In particular, there are concerns that NHS Digital itself could re-identify the data using other data it already holds under its existing Personal Demographics Service which contains patients' name, address, date of birth and NHS Number. Additionally, if big tech platforms such as Google Amazon or Apple gain one more avenue to access NHS data through the GPDPR, it is not clear how is addressed the risk that access to pseudonymised data held under the programme may potentially lead to individuals being identified when used in combination with other data sets and they could then exploit the data for monetary gain.

KEY TAKEAWAYS

This is not the first time that a data sharing programme relating to GP-held medical records has been exposed to widespread criticism. In 2013, NHS England launched its 'Care-data' project to extract GP medical records but this was quickly abandoned due to a lack of transparency and concerns about security and pseudonymisation.

Concerns with 'big tech' access to NHS data were previously addressed in 2016 when Google DeepMind entered into a data sharing arrangement with the Royal Free NHS Foundation Trust in London[1]. The Trust provided the personal data of around 1.6m patients to Google DeepMind as part of a data sharing trial but the ICO found that there was a lack of transparency about how the Trust would be using patient information and therefore patients could not exercise their statutory right to object to the processing of their information. The Information Commissioner said at the time: "There's no doubt the huge potential that creative use of data could have on patient care and clinical improvements, but the price of innovation does not need to be the erosion of fundamental privacy rights."

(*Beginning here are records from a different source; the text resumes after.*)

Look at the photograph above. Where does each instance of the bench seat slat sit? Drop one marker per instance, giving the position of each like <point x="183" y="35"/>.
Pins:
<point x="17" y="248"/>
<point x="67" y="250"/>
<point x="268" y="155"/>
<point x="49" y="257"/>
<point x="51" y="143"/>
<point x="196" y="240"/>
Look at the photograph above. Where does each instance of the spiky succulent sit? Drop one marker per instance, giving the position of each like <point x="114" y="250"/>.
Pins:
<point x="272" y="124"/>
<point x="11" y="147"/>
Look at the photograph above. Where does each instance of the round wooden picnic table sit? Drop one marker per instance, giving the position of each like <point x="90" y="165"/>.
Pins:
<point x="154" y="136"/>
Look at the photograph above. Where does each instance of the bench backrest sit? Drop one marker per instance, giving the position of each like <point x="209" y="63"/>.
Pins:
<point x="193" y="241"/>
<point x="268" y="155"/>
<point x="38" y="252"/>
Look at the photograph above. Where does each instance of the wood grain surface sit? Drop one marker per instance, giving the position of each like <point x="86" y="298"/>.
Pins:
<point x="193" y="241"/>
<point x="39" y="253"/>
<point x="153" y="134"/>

The COVID-19 pandemic has demonstrated that data sharing and data analysis is vital to improve patient outcomes and public health. However, compliance with privacy laws must be ensured beforehand and, above all, transparency for data subjects is key.

This was emphasised again recently by the UK Information Commissioner in reference to the programme: "The success of any project will rely on people trusting and having confidence in how their personal data will be used. It is crucial that, from the start, thought is given to how this can be explained clearly to people."

[1] Please see Dr Nathalie Moreno's article: The rise of big tech monetising healthcare data, Comments in Information Age published on 24 February 2020.